Nguyen Hoang-Duy P, Le Bao-Ngoc T, Nguyen Hong-Nhung, Nguyen Thuy-Van T, Duong Thanh-Linh H, Hoang Tien-Cuong, Duy Nguyen Phuc Thanh, Nguyen Minh V, Duong Linh N, Le Loan Q, Pham Thuy-Phuong T
Institute of Chemical Technology - Vietnam Academy of Science and Technology, 1A TL29 Street, Thanh Loc Ward, District 12, Ho Chi Minh City, Vietnam.
Faculty of Chemical Engineering, Ho Chi Minh City University of Technology (HCMUT), 268 Ly Thuong Kiet St., District 10, Ho Chi Minh City, Vietnam.
World J Microbiol Biotechnol. 2025 Jan 11;41(2):31. doi: 10.1007/s11274-025-04249-2.
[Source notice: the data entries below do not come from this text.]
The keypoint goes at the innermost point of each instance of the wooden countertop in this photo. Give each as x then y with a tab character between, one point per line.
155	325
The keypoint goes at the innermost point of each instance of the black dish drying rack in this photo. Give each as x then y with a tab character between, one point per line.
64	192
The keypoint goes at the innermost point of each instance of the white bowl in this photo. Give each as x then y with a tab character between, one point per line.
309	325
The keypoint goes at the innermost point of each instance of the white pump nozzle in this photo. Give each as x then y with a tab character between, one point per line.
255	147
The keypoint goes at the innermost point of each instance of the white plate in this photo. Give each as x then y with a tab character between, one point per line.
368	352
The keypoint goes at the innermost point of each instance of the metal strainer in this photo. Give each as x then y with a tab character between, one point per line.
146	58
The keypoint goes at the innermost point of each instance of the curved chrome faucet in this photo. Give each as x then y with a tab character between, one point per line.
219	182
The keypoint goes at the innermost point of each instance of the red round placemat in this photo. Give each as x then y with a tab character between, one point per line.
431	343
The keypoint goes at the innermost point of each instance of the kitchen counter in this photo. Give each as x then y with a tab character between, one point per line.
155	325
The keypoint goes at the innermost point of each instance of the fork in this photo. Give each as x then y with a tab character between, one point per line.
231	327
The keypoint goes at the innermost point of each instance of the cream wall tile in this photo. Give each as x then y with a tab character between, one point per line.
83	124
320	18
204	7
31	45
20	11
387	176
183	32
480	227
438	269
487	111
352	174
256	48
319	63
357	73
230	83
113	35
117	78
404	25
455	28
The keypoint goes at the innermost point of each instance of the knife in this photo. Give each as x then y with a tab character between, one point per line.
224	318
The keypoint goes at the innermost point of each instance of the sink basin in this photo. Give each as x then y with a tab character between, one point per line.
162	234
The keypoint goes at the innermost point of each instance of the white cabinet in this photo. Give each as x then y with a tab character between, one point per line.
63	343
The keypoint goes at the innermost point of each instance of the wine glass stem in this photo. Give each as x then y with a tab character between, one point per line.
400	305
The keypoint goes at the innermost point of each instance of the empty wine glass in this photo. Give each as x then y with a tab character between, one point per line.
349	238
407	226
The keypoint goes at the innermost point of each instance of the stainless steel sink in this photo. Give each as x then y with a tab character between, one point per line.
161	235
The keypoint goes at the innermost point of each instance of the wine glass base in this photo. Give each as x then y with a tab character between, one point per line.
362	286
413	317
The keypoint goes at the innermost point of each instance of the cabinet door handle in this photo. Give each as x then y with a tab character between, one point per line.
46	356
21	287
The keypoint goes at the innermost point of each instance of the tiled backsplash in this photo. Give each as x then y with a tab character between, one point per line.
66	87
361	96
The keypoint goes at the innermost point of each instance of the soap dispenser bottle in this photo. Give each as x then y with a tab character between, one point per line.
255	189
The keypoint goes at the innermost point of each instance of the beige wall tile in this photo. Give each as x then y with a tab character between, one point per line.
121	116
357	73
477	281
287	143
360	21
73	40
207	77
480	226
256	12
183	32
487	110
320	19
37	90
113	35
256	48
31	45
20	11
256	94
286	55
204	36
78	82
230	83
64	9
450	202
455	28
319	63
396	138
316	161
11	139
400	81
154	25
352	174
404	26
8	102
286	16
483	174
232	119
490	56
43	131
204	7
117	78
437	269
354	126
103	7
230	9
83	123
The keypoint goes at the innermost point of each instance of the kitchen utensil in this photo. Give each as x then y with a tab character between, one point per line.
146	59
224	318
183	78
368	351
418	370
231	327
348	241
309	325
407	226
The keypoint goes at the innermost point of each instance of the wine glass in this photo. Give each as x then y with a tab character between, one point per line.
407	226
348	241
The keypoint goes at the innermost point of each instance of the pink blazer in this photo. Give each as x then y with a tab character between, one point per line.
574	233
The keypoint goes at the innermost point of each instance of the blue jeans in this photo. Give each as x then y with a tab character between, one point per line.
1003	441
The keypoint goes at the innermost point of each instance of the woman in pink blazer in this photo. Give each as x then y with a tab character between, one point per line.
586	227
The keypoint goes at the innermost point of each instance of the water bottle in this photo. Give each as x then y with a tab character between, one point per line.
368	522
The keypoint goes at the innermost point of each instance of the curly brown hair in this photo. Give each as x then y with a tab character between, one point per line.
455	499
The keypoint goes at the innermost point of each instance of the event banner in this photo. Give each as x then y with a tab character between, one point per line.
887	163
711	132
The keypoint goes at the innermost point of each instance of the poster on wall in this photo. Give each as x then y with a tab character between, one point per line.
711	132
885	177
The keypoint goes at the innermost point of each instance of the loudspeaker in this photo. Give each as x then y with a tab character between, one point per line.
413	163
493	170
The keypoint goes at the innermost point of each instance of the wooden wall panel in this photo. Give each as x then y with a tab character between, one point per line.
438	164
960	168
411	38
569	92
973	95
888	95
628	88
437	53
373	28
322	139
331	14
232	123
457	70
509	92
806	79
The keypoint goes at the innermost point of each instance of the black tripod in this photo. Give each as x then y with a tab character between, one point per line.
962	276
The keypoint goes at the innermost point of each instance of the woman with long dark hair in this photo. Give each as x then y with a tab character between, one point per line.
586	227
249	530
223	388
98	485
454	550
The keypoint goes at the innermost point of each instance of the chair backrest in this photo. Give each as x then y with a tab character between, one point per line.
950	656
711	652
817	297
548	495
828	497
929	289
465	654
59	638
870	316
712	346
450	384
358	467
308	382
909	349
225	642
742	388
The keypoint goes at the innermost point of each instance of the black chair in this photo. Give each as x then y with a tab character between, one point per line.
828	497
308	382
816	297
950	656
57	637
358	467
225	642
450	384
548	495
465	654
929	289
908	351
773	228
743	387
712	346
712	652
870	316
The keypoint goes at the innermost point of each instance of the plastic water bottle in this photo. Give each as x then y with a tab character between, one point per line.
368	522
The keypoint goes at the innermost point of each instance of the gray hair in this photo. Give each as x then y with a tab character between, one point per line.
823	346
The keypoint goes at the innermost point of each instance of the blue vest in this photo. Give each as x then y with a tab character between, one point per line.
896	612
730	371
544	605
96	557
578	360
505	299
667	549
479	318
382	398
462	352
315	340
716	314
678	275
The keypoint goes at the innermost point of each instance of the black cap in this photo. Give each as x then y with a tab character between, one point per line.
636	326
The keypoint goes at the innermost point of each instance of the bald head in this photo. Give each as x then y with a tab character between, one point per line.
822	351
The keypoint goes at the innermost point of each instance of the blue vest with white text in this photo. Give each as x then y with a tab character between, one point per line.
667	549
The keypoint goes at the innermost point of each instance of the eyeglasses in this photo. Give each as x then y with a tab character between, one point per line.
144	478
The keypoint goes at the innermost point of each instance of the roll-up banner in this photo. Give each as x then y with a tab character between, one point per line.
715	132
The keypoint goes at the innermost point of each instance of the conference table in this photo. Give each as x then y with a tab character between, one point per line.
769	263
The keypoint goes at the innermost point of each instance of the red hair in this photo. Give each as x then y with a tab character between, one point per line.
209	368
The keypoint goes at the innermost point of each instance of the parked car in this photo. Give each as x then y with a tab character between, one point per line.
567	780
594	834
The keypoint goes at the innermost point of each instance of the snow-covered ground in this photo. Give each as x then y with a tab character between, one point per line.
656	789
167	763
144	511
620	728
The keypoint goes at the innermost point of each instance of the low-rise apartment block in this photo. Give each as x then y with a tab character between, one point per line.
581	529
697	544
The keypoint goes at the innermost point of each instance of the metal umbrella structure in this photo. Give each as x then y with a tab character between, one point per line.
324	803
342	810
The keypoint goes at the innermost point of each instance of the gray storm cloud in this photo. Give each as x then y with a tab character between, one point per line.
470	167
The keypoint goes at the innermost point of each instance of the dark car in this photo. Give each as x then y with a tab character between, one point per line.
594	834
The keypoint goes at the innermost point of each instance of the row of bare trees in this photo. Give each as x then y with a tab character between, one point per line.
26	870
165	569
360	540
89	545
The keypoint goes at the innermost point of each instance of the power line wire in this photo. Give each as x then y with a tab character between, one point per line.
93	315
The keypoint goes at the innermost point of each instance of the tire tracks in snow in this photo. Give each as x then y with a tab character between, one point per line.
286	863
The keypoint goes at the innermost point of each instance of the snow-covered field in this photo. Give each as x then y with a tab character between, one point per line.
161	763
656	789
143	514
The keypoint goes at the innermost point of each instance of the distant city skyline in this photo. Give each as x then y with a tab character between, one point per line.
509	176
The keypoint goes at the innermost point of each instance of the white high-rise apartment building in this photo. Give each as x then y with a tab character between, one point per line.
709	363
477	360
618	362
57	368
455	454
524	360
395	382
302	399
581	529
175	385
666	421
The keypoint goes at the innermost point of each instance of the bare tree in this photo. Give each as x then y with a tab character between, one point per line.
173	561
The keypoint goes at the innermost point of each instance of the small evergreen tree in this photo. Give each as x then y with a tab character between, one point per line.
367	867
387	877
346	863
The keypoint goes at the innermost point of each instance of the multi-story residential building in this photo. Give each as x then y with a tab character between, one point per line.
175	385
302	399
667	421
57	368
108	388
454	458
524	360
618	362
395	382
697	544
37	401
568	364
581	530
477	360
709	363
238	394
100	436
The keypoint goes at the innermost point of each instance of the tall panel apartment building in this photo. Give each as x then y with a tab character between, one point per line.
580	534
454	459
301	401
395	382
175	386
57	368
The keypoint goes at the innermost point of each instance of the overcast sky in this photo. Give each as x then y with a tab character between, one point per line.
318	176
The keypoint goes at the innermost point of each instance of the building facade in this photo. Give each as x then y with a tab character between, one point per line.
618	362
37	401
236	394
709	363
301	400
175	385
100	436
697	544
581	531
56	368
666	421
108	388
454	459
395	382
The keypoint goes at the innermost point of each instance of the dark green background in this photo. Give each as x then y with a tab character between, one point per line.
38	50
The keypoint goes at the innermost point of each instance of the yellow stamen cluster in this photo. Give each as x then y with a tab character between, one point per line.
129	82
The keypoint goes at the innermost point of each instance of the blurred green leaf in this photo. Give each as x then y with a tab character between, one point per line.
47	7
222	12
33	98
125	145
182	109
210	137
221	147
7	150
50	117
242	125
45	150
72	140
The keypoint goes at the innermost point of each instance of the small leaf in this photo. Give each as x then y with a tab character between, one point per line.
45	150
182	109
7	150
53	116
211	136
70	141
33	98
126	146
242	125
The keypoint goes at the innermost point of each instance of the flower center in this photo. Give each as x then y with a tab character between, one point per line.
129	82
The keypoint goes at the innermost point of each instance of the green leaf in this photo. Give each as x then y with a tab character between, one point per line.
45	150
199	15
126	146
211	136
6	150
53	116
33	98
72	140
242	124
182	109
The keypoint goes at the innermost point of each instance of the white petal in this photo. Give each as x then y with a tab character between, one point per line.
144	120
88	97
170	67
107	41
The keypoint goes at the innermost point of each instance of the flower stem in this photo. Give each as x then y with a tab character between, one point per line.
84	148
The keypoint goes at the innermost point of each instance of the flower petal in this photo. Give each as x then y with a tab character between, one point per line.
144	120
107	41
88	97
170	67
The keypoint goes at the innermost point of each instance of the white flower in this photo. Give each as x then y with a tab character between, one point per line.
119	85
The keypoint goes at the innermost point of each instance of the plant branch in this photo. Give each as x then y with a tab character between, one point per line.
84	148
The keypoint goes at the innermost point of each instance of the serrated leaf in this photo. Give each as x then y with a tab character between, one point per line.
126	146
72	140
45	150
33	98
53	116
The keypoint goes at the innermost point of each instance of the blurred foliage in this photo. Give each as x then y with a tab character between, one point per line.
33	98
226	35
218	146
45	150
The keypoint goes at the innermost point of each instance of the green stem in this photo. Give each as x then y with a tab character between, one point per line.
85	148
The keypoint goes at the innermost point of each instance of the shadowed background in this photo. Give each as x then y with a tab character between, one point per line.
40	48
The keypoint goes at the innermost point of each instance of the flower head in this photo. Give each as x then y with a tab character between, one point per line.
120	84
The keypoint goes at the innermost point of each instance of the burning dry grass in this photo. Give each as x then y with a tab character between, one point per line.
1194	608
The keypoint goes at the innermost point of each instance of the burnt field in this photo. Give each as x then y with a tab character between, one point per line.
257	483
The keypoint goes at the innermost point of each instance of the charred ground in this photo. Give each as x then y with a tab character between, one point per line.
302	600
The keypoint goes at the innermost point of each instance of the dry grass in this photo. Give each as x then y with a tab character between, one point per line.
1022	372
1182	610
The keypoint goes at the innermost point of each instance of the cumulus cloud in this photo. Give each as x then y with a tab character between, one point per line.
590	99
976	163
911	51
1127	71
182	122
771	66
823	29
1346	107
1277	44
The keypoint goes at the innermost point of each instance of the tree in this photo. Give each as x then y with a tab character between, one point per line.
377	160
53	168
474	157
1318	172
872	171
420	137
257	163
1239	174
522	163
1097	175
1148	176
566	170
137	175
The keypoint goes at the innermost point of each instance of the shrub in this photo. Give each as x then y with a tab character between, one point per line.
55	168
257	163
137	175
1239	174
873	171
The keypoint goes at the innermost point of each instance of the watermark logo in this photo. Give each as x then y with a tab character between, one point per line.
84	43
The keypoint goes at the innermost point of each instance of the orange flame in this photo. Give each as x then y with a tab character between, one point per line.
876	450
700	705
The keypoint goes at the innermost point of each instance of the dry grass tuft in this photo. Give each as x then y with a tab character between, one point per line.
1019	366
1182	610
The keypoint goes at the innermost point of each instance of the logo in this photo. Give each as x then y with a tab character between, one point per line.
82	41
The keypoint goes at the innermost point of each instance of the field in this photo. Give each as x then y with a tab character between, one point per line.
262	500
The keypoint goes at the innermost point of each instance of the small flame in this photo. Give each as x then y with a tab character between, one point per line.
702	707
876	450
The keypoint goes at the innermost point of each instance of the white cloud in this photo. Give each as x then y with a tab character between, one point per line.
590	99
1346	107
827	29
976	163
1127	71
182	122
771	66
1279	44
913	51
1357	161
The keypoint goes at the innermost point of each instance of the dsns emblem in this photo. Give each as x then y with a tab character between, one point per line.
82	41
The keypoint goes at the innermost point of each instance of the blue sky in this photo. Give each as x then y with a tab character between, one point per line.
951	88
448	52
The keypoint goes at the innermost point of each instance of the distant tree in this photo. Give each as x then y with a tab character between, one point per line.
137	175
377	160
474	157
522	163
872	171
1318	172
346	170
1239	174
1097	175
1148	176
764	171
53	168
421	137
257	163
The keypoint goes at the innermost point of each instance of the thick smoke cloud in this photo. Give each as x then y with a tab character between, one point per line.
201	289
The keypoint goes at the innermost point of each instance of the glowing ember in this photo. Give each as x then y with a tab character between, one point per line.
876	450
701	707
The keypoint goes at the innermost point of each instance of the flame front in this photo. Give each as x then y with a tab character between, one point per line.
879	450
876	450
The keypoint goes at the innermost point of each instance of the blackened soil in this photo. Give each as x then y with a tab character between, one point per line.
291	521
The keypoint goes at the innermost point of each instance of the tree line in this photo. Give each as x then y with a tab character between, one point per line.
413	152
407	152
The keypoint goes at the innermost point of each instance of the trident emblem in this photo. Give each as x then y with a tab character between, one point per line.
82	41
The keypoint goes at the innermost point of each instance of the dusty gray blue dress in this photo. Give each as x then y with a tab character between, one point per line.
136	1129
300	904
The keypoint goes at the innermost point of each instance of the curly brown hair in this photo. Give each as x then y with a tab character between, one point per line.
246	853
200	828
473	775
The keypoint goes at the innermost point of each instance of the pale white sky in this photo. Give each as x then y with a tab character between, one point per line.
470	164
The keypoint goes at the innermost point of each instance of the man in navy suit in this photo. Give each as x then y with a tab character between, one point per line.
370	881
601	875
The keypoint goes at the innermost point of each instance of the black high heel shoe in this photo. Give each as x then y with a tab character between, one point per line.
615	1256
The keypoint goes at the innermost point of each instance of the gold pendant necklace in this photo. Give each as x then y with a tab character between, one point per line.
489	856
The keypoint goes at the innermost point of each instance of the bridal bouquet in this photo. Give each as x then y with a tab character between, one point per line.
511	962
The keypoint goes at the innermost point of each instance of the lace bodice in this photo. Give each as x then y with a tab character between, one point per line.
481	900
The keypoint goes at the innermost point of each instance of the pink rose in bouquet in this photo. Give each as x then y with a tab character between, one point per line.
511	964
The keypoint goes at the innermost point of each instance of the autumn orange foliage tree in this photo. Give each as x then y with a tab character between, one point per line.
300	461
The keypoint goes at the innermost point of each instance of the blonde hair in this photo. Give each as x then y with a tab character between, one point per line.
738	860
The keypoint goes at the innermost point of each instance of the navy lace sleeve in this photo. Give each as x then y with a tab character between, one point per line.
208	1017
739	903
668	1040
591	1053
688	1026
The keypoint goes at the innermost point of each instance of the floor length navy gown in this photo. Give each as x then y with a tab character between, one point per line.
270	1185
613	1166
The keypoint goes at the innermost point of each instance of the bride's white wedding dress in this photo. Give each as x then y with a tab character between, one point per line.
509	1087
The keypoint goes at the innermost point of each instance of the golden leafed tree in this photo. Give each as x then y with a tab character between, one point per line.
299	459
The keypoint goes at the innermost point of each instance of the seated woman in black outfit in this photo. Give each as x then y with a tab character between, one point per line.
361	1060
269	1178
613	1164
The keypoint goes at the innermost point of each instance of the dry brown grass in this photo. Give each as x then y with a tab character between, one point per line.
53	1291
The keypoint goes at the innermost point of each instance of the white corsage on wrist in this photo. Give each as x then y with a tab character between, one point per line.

This study demonstrated a novel approach to accurately estimate 5-day biochemical oxygen demand (BOD) in textile wastewater using a microbial consortium from food processing wastewater fixed on coconut fibers. Although glucose-glutamic acid (GGA) has been widely known as the most preferred substrates for microbial respiration, its calibration surprisingly resulted in an overestimation of BOD in textile wastewater due to its lower utilization rate compared to that of textile wastewater. After being adapted with a new nutrient environment composed of GGA and textile wastewater, the adapted packed-bed bioreactors (PBBRs) was capable of accurate estimation of BOD in textile wastewater using GGA standard solution. Metagenomic analysis revealed the dominance of the genera Enterobacter, Acinetobacter, Chryseobacterium, and Comamonas in the adapted microbial community, which are recognized for their significant potential in azo dye degradation. The imputed metagenome showed an enhanced showed an enhanced abundance of "Amino Acid Degradation" and "Carbohydrate Degradation" functions, confirming the improved ability of adapted community to utilization of GGA in the standard solution. These findings suggest that adaptation of exogenous microbial consortium to a nutrient environment composed of GGA and target wastewater may shift the community to that dominated by strains having both utilization ability of GGA and target compounds which, in turn, enhance the accuracy of the adapted PBBRs for estimation of BOD in target wastewater.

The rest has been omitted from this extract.